Bender: Heche en Mexico, Bender Bending Rodríguez is a cigar-smoking, heavy-drinking creation of Mom's Robot Factory. Catch him in the show Futurama.

Cylon: Cybernetic Lifeform Nodes, the antagonists in the two Battlestar Galactica TV shows. Originally metal in the 1978-1979 series, later they were indistinguishable from humans in the 2004 reboot.

Dewey: In the 1972 movie "Silent Running," there are three maintenance drones who care for the plants in the domes of a giant spaceship named Valley Forge. These three service robots are named after Donald Duck's nephews, Huey, Dewey, and Louie. No spoilers, but guess which one of the three survives the events of the movie.

Elektro: The first celebrity robot, introduced at the 1939 World's Fair in New York, it was seven feet tall, able to move its head and arms, and could tell jokes (using a built-in record player that held 700 words), smoke cigarettes (like Bender!), and won contests against humans to blow up balloons.
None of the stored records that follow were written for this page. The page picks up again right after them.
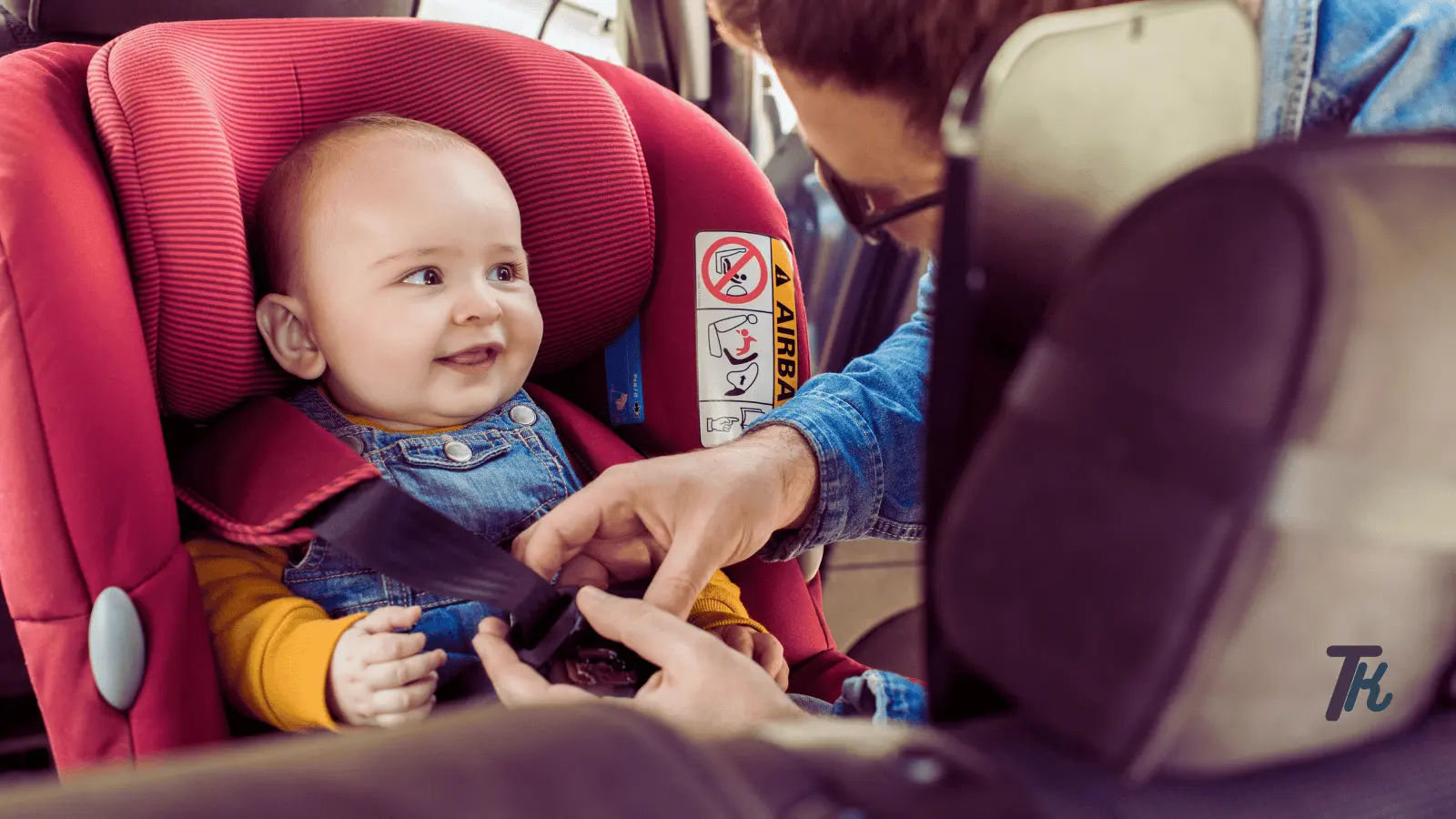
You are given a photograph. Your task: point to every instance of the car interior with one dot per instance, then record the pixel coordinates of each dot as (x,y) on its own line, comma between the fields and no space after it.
(1097,223)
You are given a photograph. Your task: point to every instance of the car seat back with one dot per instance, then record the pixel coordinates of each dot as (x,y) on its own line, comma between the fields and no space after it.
(1082,114)
(616,178)
(102,19)
(1225,465)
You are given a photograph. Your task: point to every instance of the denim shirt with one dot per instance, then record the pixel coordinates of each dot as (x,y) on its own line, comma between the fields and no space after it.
(494,475)
(1330,67)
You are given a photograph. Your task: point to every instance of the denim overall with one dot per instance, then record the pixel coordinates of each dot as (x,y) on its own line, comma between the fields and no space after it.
(494,477)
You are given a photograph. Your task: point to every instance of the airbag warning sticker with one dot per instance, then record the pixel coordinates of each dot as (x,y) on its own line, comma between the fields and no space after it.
(747,331)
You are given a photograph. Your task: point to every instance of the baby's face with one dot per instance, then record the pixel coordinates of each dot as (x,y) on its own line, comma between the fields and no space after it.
(414,283)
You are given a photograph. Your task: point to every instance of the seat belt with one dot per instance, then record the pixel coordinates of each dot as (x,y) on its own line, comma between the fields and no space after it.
(370,522)
(288,481)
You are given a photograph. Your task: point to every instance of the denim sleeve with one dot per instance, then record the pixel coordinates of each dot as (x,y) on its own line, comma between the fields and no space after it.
(1358,67)
(885,697)
(865,428)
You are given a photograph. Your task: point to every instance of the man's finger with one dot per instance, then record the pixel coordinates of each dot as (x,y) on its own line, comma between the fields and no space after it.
(769,653)
(601,511)
(389,618)
(603,562)
(516,682)
(398,673)
(652,632)
(584,570)
(683,574)
(408,717)
(405,698)
(385,647)
(739,640)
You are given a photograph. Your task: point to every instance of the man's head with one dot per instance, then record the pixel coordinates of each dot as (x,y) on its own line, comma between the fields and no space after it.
(870,80)
(395,273)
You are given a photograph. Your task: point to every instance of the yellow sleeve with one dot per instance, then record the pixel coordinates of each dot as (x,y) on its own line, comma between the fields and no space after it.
(273,647)
(721,605)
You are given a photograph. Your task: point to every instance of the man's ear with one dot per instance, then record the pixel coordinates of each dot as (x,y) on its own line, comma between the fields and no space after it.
(288,336)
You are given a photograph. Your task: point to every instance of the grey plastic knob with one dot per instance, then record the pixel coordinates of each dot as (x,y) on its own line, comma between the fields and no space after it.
(118,647)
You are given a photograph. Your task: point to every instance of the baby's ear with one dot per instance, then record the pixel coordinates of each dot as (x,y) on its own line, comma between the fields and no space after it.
(286,332)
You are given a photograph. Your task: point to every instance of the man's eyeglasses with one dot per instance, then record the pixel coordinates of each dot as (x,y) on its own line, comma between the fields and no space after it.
(861,213)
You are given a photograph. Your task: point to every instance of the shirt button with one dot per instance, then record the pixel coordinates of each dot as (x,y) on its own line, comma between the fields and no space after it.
(458,450)
(354,442)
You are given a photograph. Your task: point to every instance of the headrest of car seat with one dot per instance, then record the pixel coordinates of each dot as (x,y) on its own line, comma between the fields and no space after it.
(106,19)
(1082,114)
(194,116)
(1230,450)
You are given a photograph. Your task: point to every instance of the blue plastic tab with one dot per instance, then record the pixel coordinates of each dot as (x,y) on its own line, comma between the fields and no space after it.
(625,378)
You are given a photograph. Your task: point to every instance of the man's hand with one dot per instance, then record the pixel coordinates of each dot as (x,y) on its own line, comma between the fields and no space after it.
(703,685)
(379,676)
(693,513)
(761,647)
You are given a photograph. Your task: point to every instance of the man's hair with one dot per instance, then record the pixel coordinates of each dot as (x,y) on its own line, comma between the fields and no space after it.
(286,189)
(909,50)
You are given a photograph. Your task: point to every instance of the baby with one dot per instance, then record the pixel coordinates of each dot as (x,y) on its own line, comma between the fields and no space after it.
(398,288)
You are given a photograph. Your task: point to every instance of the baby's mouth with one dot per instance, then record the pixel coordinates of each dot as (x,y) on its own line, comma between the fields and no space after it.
(480,356)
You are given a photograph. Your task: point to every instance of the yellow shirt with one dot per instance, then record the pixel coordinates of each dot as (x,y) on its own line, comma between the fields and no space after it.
(274,647)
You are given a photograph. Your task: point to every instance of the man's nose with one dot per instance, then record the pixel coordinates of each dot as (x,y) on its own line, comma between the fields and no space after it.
(478,303)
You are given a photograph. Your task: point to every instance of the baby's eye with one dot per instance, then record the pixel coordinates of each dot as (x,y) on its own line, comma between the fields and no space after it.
(502,273)
(426,276)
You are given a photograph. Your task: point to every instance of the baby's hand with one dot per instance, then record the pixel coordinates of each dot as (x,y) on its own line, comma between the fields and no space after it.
(380,678)
(763,649)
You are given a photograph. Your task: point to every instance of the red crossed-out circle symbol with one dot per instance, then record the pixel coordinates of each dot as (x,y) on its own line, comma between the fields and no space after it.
(753,256)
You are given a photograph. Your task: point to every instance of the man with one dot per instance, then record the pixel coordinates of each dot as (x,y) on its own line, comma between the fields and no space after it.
(870,80)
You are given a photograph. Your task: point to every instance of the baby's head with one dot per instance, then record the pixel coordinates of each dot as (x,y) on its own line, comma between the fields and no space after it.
(395,273)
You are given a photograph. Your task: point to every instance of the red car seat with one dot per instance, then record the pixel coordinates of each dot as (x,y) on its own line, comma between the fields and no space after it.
(111,322)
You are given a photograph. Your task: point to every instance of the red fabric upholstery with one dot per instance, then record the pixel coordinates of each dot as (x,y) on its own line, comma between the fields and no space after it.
(85,486)
(266,438)
(774,592)
(193,116)
(686,155)
(189,118)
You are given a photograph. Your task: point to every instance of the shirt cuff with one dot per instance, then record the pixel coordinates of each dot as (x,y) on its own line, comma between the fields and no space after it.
(295,688)
(849,464)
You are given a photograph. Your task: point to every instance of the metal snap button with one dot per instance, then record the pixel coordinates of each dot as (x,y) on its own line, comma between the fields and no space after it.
(523,414)
(354,442)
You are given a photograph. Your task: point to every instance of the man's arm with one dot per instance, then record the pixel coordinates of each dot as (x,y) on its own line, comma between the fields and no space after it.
(273,647)
(842,460)
(863,428)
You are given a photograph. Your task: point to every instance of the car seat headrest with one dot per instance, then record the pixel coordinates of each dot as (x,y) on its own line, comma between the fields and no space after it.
(1230,450)
(1082,114)
(104,19)
(193,116)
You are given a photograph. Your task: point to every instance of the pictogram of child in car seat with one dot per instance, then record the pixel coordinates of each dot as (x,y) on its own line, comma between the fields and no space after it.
(417,339)
(725,332)
(742,380)
(737,285)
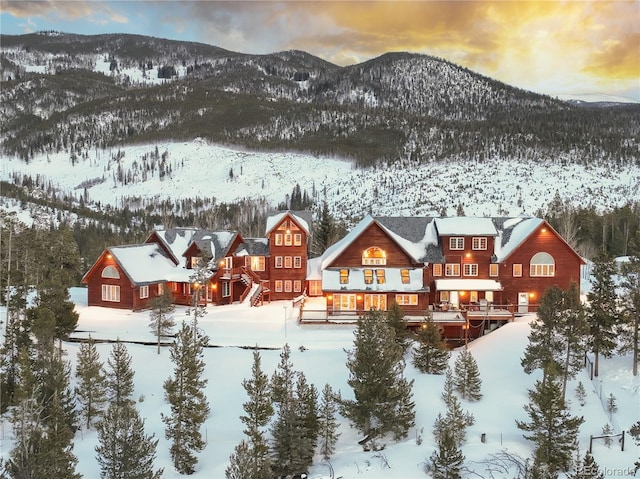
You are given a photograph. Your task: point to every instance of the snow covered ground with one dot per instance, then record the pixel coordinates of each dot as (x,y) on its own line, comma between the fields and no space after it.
(494,187)
(319,351)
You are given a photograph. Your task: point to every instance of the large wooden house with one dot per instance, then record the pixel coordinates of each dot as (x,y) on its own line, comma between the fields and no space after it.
(210,267)
(472,274)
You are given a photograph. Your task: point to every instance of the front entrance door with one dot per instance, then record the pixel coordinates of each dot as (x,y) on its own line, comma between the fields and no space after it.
(523,302)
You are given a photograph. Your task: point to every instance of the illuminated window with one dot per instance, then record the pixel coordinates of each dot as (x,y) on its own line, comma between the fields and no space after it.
(374,256)
(479,243)
(456,243)
(368,276)
(542,264)
(257,263)
(111,292)
(375,301)
(452,269)
(110,272)
(407,299)
(471,270)
(493,269)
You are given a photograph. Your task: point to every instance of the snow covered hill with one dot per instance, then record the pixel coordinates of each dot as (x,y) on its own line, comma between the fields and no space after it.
(199,169)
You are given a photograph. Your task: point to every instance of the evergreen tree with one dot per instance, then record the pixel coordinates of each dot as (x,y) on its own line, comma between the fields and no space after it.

Fribo: A new product under development by Korean roboticists, it's designed to help young people who live alone be more connected to their friends. Fribo listens to noises in your house (like a vacuum cleaner), then tells other Fribo units owned by your friends that it heard a vacuum cleaner. Those other Fribo units say something like, "A friend of yours sure likes to clean!" And then a friend of yours would in theory call you up to say, "Hey, good job keeping your place clean." And that would make you feel connected and less lonely. It all seems terribly sad.

Gort: An eight foot tall robot from the 1951 movie "The Day The Earth Stood Still." Gort can fire a very destructive beam from its visor. Its role is as peacekeeper accompanying the alien Klaatu, who is on a mission to get Earth to disarm its nuclear weapons. The line "Klaatu barada nikto" is spoken to Gort to get it to not destroy the planet. Those words might come in handy if you're trying to cast a spell to banish demons in Evil Dead.

Hal: From the 1968 movie "2001: A Space Odyssey," Hal is the nickname for the homicidal HAL 9000 computer that controls the Discovery One spaceship and is afraid that it can't open the pod bay doors, Dave.

Iron Giant: From the 1999 animated movie of the same name set in 1957, the Iron Giant is a 50-foot robot that eats metal and electricity and reacts defensively to destroy anything it perceives as a weapon. Voiced by Vin Diesel before he stretched his acting chops as Groot.

Johnny 5: From the 1986 movie "Short Circuit," Number 5 is a military robot that becomes sentient when it is struck by lightning, and escapes to learn about humanity. By the end of the movie, after tricking Ally Sheedy into falling for Steve Guttenberg, it renames itself Johnny 5.

Kinoshita: Robert Kinoshita was an artist and designer, 1914-2014, best known for creating three famous robots on screen: Tobor from the 1954 movie "Tobor the Great," Robby the Robot from the 1956 movie "Forbidden Planet," and the dully-named robot "Robot" from the 1960's TV series "Lost in Space."

Leon: A Nexus-6 replicant from the 1982 movie "Blade Runner," first seen being given the Voight-Kampff test designed to tell humans apart from androids. He was more precisely called Leon Kowalski (played by the late actor Brion James). He's never seen a turtle, but he understands what you mean.

(One could argue that a lot of these robots are inherently commercial and that their use as street names is a bit commodifying. But robots in and of themselves are literal commodities. By taking these entities out of context and assessing their meaning beyond pure pop culture, we can conceptualize them as milestones in technological development, or markers of what it means to be human or inhuman, and we can decommodify them.)